U.S. to Transfer 10 Missions to South Korean Military
By Kathleen T. Rhem
American Forces Press Service
WASHINGTON, Nov. 19, 2003 The United States is transferring some of its military missions in South Korea to that country's military.
Officials of both countries have agreed on 10 missions currently handled by U.S. service members in South Korea that could be handed over in the near future. They agreed to the missions in Future of the Alliance, or FOTA, talks conducted over the past year.
South Korea is ready to take over eight of the 10, according to Minister of National Defense Cho Yung Kil. Officials need more time to prepare to take over the remaining two.
Information on the first eight missions has not been released to the public. However, Cho spoke of the remaining two, that will take more time, at a joint press conference with U.S. Defense Secretary Donald Rumsfeld Nov. 17 in Seoul, South Korea. The secretary traveled to Guam, Japan and South Korea Nov. 13-18, visiting U.S. forces and allies.
Cho said that political concerns and the Republic of Korea army's capabilities will result in a delay in transferring responsibility for maintaining the Joint Security Area of the Demilitarized Zone and for running a headquarters for countering missile fire from North Korea.
"It would be somewhat premature to implement this change immediately," Cho said.
In an interview with media traveling with Rumsfeld, Army Gen.
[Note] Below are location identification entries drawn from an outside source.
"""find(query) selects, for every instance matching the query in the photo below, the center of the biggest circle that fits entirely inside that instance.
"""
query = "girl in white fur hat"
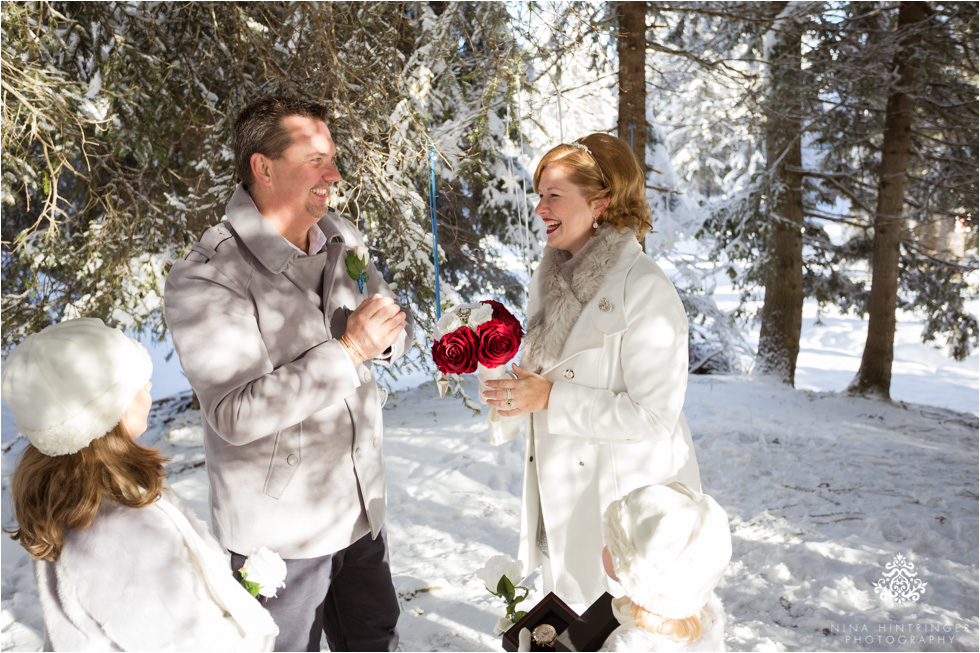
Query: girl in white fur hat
(120, 562)
(668, 547)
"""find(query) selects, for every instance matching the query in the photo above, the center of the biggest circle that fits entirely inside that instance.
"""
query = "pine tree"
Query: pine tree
(116, 122)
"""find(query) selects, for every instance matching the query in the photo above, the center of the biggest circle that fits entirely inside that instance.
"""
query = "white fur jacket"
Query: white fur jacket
(630, 637)
(147, 579)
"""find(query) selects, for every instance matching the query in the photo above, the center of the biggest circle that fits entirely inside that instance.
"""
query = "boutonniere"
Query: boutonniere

Leon LaPorte, commander of all U.S. and combined forces in Korea, explained these two missions in depth as well as the reason for the delay in transferring them.
"Because we cannot suffer a drop or a falloff in readiness, we must maintain our capabilities all the time," he said. "Two of the missions, the Joint Security Area and counterfire missions, require more coordination for equipment and training."
South Korea will take over the JSA mission in October 2004, LaPorte said, with counterfire following in the fall of 2005.
The JSA mission entails security for the "truce village" at Panmunjom, where U.S. and South Korean officials meet with representatives of the North Korean government. "The North Koreans have a significant amount of artillery, some of which can range this building," LaPorte said of the Seoul hotel in which the interview was conducted. "If the North Koreans were to launch an attack, they would shoot a significant amount of artillery."
The counterfire headquarters is responsible for "attacking the missiles above," he said. The United States and South Korea both have anti-missile technologies on the peninsula and are very interoperable.
The general explained that it is not such a stretch for the South Koreans to handle the mission because they already have the necessary equipment. "The question is, do they have it in ample supplies for all the headquarters," he said, adding that counterfire will be the last of the current 10 missions slated to be transferred.
The ROK and U.S. militaries have been working together to increase their capabilities and interoperability. "Both are increasing air-defense capabilities, intelligence, and commandand-control capabilities," LaPorte said. This allows "tremendous interoperability within the forces. That's why we're able to do some of these mission transfers, because for years we've invested in equipment that was interoperable between the two militaries."
He noted the ROK counterfire headquarters will continue to be supported by American air, ground and naval forces "because our systems allow us to do that."
LaPorte said the 10 missions agreed upon to this point might not be the last to be transferred. The FOTA talks were scheduled to last two years. "So we're going to continue to look at roles, functions, missions, force dispositions and see where we can improve," he said. "And if there's more to do, then that's what we're going to do."